Ces informations sont présentes dans une section spécifique du rapport de gestion, qui doit être transmis aux membres du CSE dans le cadre de la consultation récurrente sur la situation économique et financière de l’entreprise. Le rapport de durabilité devra, lui aussi, être transmis aux représentants du personnel via la BDESE.

 

Les informations concernant la durabilité, à transmettre aux membres du CSE, décrivent notamment :

 

  • le modèle commercial et la stratégie de la société : degré de résilience face aux risques liés aux enjeux de durabilité, opportunités des enjeux de durabilité, actions prises ou envisagées pour assurer la compatibilité du modèle commercial et de la stratégie avec la transition vers une économie durable, limitation du réchauffement climatique à 1,5 °C et l’objectif de neutralité climatique d’ici à 2050, etc.

 

  • les objectifs et échéances que l’entreprise s’est fixés en matière de durabilité et les progrès accomplis dans la réalisation de ces objectifs ;

 

  • le rôle des organes de direction, d’administration ou de surveillance concernant les enjeux de durabilité, ainsi que les compétences et l’expertise de leurs membres à cet égard ;

 

  • les politiques de la société en ce qui concerne les enjeux de durabilité ;

 

  • les incitations liées aux enjeux de durabilité octroyées par la société aux membres des organes de direction, d’administration ou de surveillance ;

 

  • la procédure de vigilance raisonnable mise en œuvre par la société concernant les enjeux de durabilité ;

 

  • les principales incidences négatives potentielles ou réelles, et les mesures prises pour les recenser, surveiller, prévenir, éliminer ou atténuer ;

 

  • les principaux risques pour la société liés aux enjeux de durabilité, y compris ses principales dépendances, et la manière dont elle gère ces risques (Code de commerce, art.
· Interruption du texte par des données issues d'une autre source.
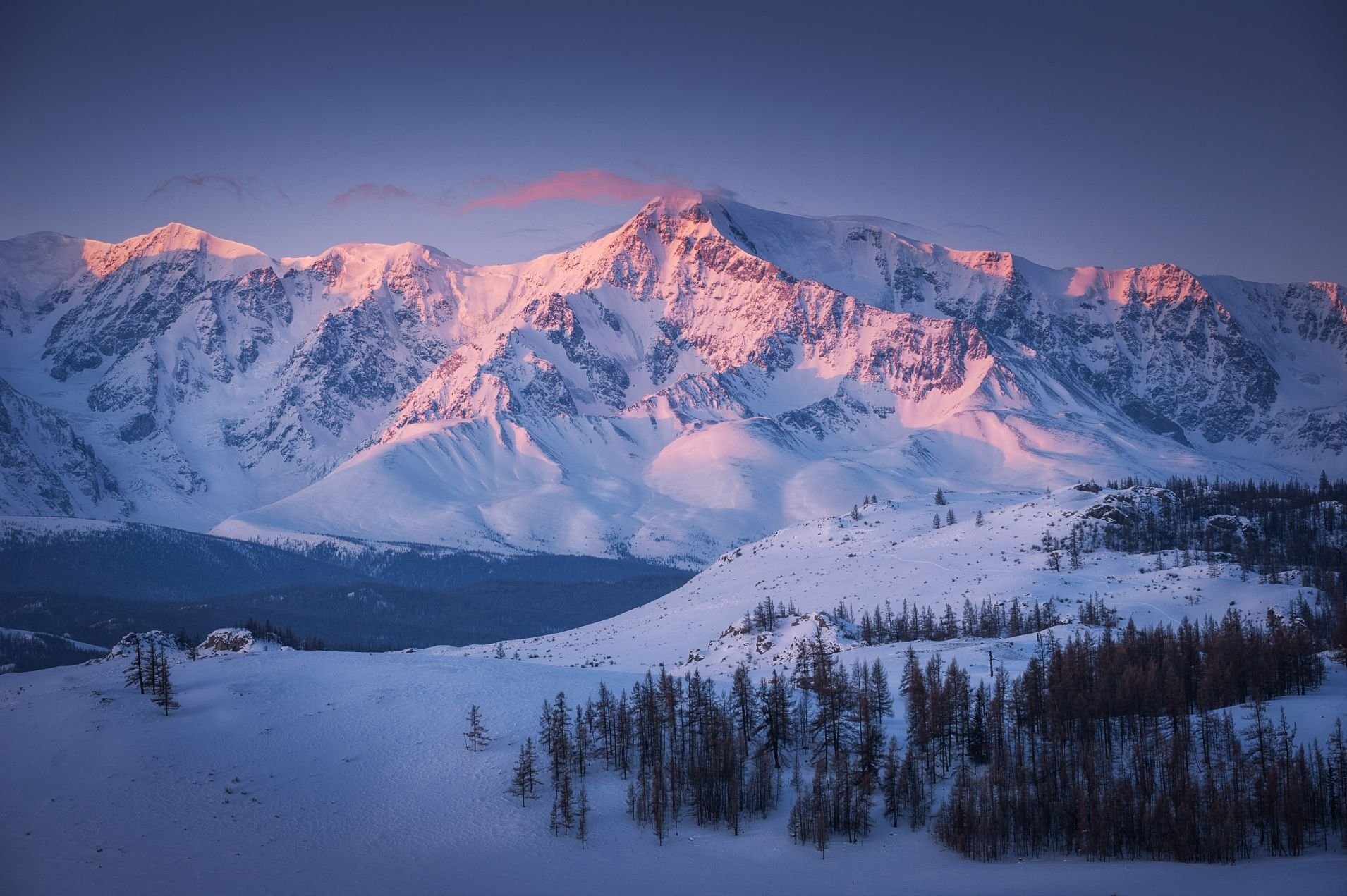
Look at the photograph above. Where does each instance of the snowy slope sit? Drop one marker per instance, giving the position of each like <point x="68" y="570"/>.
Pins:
<point x="701" y="376"/>
<point x="894" y="554"/>
<point x="310" y="773"/>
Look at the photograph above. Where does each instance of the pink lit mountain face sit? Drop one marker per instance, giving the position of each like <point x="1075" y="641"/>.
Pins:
<point x="702" y="376"/>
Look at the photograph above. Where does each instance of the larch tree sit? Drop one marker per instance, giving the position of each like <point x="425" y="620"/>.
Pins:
<point x="476" y="735"/>
<point x="164" y="686"/>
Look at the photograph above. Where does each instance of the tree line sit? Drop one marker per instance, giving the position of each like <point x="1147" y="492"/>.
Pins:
<point x="1110" y="744"/>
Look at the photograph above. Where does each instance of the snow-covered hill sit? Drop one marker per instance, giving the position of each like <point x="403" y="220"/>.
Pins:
<point x="892" y="556"/>
<point x="700" y="378"/>
<point x="312" y="773"/>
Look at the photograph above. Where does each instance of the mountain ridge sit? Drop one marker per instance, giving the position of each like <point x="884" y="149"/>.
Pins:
<point x="697" y="378"/>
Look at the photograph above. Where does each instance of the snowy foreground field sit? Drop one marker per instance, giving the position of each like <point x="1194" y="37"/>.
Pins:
<point x="314" y="773"/>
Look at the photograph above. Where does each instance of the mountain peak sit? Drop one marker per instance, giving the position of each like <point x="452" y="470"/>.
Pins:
<point x="221" y="258"/>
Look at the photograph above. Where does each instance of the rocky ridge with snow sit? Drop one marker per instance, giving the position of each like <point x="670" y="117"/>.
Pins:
<point x="702" y="376"/>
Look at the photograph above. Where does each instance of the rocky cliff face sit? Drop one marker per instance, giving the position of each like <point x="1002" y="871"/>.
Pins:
<point x="700" y="376"/>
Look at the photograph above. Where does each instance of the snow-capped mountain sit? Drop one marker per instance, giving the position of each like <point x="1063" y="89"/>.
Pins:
<point x="700" y="378"/>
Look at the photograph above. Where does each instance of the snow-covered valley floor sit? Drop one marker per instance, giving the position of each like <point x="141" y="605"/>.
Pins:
<point x="293" y="773"/>
<point x="322" y="773"/>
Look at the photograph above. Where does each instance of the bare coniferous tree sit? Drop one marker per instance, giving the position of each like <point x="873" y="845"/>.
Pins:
<point x="136" y="671"/>
<point x="583" y="818"/>
<point x="525" y="780"/>
<point x="164" y="686"/>
<point x="476" y="735"/>
<point x="152" y="666"/>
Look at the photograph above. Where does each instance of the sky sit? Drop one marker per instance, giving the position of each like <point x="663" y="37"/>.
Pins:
<point x="1212" y="135"/>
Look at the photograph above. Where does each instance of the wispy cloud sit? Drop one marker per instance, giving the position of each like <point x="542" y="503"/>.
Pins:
<point x="374" y="193"/>
<point x="981" y="228"/>
<point x="590" y="185"/>
<point x="240" y="188"/>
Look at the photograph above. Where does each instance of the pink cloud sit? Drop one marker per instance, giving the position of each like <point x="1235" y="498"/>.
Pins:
<point x="590" y="185"/>
<point x="374" y="193"/>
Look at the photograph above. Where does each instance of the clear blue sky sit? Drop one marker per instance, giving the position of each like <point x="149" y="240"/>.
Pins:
<point x="1210" y="135"/>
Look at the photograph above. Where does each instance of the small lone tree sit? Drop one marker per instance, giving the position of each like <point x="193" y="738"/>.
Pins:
<point x="152" y="666"/>
<point x="583" y="818"/>
<point x="524" y="780"/>
<point x="135" y="673"/>
<point x="476" y="733"/>
<point x="164" y="686"/>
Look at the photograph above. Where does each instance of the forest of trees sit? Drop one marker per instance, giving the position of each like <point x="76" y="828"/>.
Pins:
<point x="1113" y="744"/>
<point x="1269" y="529"/>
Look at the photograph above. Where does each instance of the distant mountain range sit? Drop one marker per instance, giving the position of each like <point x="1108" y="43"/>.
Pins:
<point x="700" y="378"/>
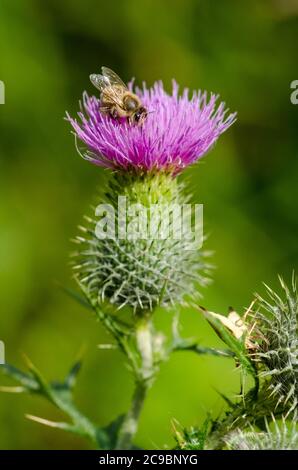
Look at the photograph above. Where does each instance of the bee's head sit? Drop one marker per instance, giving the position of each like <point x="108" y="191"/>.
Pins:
<point x="140" y="115"/>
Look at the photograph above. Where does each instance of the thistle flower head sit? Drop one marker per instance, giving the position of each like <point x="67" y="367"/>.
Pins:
<point x="144" y="271"/>
<point x="283" y="436"/>
<point x="277" y="347"/>
<point x="176" y="133"/>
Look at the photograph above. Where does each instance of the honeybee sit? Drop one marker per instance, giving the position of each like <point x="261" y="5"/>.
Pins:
<point x="116" y="99"/>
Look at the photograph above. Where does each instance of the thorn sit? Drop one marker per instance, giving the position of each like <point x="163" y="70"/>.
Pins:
<point x="46" y="422"/>
<point x="17" y="389"/>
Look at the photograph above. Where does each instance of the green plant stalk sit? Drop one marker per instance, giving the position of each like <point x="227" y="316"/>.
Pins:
<point x="144" y="380"/>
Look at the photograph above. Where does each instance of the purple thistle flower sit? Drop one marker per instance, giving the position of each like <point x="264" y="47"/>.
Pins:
<point x="176" y="133"/>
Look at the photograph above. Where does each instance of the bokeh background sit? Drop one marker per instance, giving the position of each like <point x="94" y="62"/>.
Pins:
<point x="247" y="52"/>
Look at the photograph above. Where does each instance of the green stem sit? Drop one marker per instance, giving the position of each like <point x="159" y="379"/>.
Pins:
<point x="143" y="382"/>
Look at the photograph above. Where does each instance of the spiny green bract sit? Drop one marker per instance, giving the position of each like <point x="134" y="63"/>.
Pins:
<point x="282" y="437"/>
<point x="143" y="272"/>
<point x="277" y="350"/>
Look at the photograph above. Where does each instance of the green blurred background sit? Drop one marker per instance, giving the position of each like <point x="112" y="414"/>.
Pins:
<point x="247" y="52"/>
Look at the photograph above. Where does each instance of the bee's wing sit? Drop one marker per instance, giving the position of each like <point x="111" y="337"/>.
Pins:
<point x="99" y="81"/>
<point x="112" y="77"/>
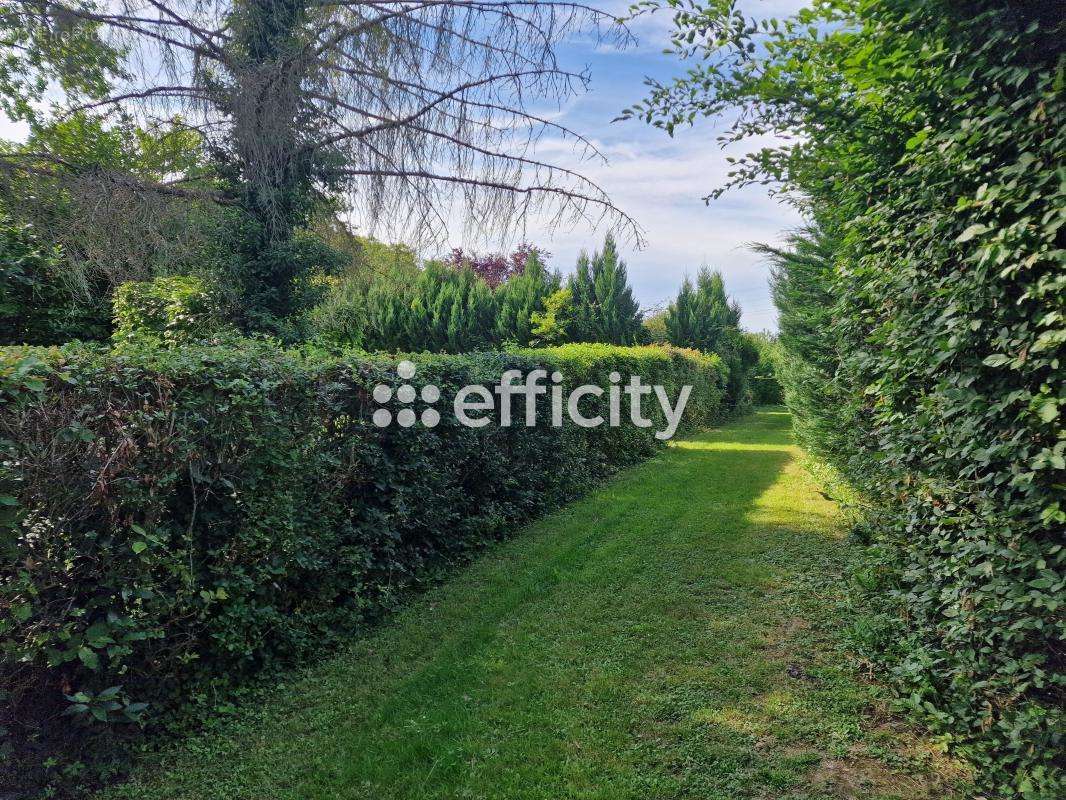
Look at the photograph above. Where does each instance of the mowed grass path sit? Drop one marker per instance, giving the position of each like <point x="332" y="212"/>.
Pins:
<point x="669" y="636"/>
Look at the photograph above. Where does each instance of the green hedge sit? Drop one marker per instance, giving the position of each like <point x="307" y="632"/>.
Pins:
<point x="178" y="520"/>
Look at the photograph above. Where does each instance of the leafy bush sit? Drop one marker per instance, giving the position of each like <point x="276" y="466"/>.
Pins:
<point x="178" y="518"/>
<point x="36" y="305"/>
<point x="173" y="309"/>
<point x="922" y="321"/>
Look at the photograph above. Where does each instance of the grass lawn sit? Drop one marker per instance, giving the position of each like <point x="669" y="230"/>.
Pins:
<point x="673" y="635"/>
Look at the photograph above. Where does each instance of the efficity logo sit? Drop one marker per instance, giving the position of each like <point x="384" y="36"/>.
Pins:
<point x="515" y="398"/>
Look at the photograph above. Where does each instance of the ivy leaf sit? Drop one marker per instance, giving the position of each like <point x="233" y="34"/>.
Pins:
<point x="972" y="232"/>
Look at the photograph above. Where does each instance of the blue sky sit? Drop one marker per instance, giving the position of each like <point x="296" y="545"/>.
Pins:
<point x="661" y="181"/>
<point x="658" y="180"/>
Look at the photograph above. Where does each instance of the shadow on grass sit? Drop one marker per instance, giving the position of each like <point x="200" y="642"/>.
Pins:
<point x="620" y="648"/>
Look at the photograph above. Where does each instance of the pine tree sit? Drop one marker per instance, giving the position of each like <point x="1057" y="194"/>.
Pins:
<point x="522" y="296"/>
<point x="604" y="308"/>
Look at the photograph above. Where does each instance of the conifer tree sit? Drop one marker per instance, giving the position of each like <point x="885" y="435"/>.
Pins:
<point x="520" y="298"/>
<point x="604" y="308"/>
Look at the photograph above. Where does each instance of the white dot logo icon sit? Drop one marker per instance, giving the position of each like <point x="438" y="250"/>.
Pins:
<point x="405" y="395"/>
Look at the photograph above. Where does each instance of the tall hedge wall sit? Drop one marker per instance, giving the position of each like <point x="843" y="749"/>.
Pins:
<point x="175" y="521"/>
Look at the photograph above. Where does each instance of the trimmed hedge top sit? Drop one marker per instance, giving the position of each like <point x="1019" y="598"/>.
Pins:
<point x="175" y="521"/>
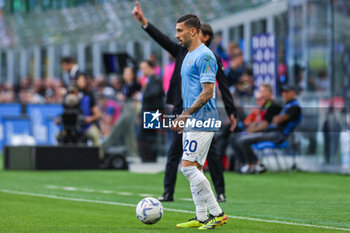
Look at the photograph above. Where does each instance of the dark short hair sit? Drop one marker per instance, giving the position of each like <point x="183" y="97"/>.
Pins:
<point x="67" y="60"/>
<point x="207" y="31"/>
<point x="190" y="21"/>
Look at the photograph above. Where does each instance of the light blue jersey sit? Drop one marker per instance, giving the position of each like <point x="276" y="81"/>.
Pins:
<point x="199" y="66"/>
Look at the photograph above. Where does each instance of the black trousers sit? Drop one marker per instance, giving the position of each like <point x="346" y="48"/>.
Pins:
<point x="173" y="160"/>
<point x="243" y="142"/>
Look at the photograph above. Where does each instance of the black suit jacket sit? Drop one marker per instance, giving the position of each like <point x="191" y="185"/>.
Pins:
<point x="179" y="52"/>
<point x="153" y="95"/>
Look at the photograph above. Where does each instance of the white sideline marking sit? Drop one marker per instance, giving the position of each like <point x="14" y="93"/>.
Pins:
<point x="167" y="209"/>
<point x="124" y="193"/>
<point x="186" y="199"/>
<point x="145" y="195"/>
<point x="70" y="189"/>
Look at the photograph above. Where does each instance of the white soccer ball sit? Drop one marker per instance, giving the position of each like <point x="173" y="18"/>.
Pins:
<point x="149" y="210"/>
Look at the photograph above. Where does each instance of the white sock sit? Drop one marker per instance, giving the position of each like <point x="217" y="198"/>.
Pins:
<point x="201" y="206"/>
<point x="201" y="183"/>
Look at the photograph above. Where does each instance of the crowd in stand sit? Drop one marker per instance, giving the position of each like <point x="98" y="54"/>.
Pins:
<point x="114" y="93"/>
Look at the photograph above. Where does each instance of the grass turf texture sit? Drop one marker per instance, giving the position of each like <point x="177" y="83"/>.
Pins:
<point x="321" y="199"/>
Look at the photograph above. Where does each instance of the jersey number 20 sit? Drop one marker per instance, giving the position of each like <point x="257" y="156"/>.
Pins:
<point x="191" y="145"/>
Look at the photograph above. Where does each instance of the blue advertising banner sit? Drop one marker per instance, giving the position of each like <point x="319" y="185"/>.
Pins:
<point x="13" y="110"/>
<point x="265" y="60"/>
<point x="42" y="116"/>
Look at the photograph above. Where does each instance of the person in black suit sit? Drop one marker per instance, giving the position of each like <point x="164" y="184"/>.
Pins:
<point x="69" y="65"/>
<point x="174" y="98"/>
<point x="152" y="101"/>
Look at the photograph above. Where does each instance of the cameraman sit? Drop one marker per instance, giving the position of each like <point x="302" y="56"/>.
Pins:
<point x="89" y="110"/>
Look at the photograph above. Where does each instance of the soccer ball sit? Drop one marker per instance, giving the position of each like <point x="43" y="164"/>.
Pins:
<point x="149" y="210"/>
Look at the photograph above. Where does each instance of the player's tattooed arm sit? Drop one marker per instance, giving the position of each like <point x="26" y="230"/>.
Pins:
<point x="206" y="94"/>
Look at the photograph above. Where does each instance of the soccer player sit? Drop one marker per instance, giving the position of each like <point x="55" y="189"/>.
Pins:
<point x="174" y="98"/>
<point x="198" y="72"/>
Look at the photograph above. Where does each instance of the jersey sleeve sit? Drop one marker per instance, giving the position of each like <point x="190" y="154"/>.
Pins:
<point x="207" y="68"/>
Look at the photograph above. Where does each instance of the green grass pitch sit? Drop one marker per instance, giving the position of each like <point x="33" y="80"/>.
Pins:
<point x="89" y="201"/>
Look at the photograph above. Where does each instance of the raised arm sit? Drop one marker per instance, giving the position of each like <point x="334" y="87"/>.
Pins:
<point x="226" y="95"/>
<point x="162" y="39"/>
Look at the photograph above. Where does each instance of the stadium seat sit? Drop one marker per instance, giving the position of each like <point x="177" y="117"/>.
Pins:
<point x="277" y="150"/>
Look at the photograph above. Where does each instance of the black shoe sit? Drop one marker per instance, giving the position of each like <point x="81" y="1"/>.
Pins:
<point x="166" y="197"/>
<point x="221" y="197"/>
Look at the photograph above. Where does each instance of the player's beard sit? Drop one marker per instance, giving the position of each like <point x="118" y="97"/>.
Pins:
<point x="187" y="43"/>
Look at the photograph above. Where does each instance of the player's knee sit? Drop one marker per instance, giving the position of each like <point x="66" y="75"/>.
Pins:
<point x="193" y="175"/>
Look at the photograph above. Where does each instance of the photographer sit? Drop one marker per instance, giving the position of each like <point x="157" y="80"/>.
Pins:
<point x="89" y="110"/>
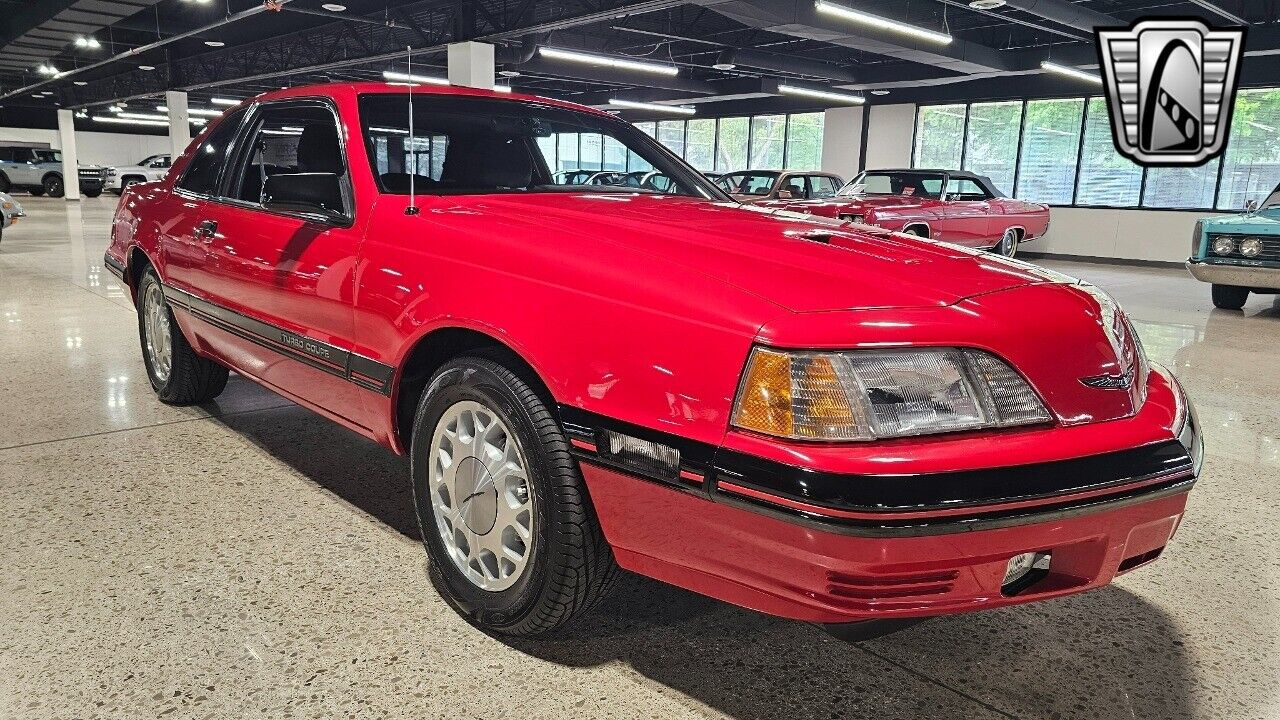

R. 232-8-4).

 

Quelles sont les entreprises concernées ?

 

La consultation du CSE en matière de durabilité devra être effectuée dans le cadre de chacune des 3 consultations récurrentes portant sur :

 

  • les orientations stratégiques de l’entreprise ;

 

  • la situation économique et financière de l’entreprise ;

 

  • la politique sociale de l’entreprise, les conditions de travail et l’emploi.

 

L’obligation de consulter le CSE en matière de durabilité concernera, dès le 1er janvier 2025, les entreprises soumises à l’obligation de publier des informations relatives à la durabilité au sein d’une section spécifique de leur rapport de gestion.

 

Il s’agit des grandes entreprises et sociétés consolidantes ou combinantes d’un grand groupe, qui :

 

  • sont cotées sur un marché réglementé ou sont un établissement de crédit ou une entreprise d’assurance, de mutuelle ou de prévoyance ;

 

  • et qui ont employé plus de 500 salariés, en moyenne, au cours de l’exercice 2024.

 

Cette obligation s’appliquera ensuite de manière progressive :

 

  • à compter du 1er janvier 2026, aux grandes entreprises et sociétés consolidantes ou combinantes d’un grand groupe, même non cotées sur un marché réglementé ;

 

  • à compter du 1er janvier 2027, aux petites et moyennes entreprises (PME) cotées sur un marché réglementé ;

 

  • à compter du 1er janvier 2029, aux sociétés ne disposant pas d’un siège social dans un état membre de l’UE ou de l’espace économique européen, et disposant d’une succursale en France dont le chiffre d’affaires n’excède pas un certain seuil.

 

 

Ces informations doivent contenir une déclaration indiquant si les objectifs relatifs aux enjeux environnementaux que la société s’est fixés reposent sur des données scientifiques probantes. Le cas échéant, elles doivent se référer aux autres informations contenues dans le rapport de gestion et aux montants figurant dans les comptes annuels.